RPGPGM.com notes that 21 years ago today, RPG IV (also known as RPG ILE) was released.

The first version of RPG IV came as part of OS400 V3R1, which was released on November 25 1994. Even though the code was still constrained by columns, the new Definition specifications (D-specs) was introduced, and I could now use variable names that were up to ten characters long. It also made it possible to use Date, Time, and Timestamp data types along with operations codes to be able to easily perform math with them. And I no longer had to use indicators for reads, chains, etc.

This makes me feel a bit old as I remember when RPG ILE was the next big thing. And, without much fanfare, it has continued to evolve — in many ways more rapidly than other, more popular languages. This is both RPG’s greatest strength and its greatest weakness.

IBM have, over the years, put a great deal of effort into ensuring that, for all the new features, backward compatibility has never been broken. This means that if you are running an i on Power, you can upgrade as and when you are ready without having to worry about all of your applications breaking. There are not many reasons for not staying on a supported release, and fewer valid valid ones.

The downside of this is that there is nothing to force developers to take advantage of any of these new features. You could, if you wanted to, write programs in exactly the way you did 30 years ago. They would still compile, still run and still work as expected. And people do.
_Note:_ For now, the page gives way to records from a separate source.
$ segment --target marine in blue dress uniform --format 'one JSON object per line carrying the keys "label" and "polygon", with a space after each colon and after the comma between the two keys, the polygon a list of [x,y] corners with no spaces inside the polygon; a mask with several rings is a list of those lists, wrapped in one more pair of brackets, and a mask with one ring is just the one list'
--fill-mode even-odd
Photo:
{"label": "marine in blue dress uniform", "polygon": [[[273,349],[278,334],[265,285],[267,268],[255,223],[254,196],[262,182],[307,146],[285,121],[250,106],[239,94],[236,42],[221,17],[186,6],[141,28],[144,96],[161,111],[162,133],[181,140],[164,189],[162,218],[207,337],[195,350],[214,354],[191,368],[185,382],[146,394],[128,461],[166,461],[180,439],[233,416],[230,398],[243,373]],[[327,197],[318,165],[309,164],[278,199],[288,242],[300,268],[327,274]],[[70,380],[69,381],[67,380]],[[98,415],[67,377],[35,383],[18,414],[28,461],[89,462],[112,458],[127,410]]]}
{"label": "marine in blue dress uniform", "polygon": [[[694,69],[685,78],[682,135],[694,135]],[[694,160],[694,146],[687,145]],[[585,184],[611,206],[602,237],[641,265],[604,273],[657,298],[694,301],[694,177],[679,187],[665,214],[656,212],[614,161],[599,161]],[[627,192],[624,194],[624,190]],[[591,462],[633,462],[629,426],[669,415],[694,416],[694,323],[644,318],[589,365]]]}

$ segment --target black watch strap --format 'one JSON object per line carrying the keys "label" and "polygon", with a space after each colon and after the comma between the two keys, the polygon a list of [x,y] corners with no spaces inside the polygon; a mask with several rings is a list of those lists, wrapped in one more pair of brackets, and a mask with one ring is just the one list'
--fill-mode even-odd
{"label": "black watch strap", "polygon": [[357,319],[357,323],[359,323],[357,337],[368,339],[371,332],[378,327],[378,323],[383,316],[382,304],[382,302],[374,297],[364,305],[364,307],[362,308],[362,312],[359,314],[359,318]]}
RPG today is in the somewhat unfortunate position of being a very modern language that is often perceived as being old fashioned. This is because it lets programmers get into a rut and never learn anything new.

I doubt that there is any way of squaring this particular circle. Backward compatibility is important and business critical applications shouldn’t be put at risk. But remember this: If someone claims that RPG is old, obsolete, or worse, the issue to which they are referring is not a technical one.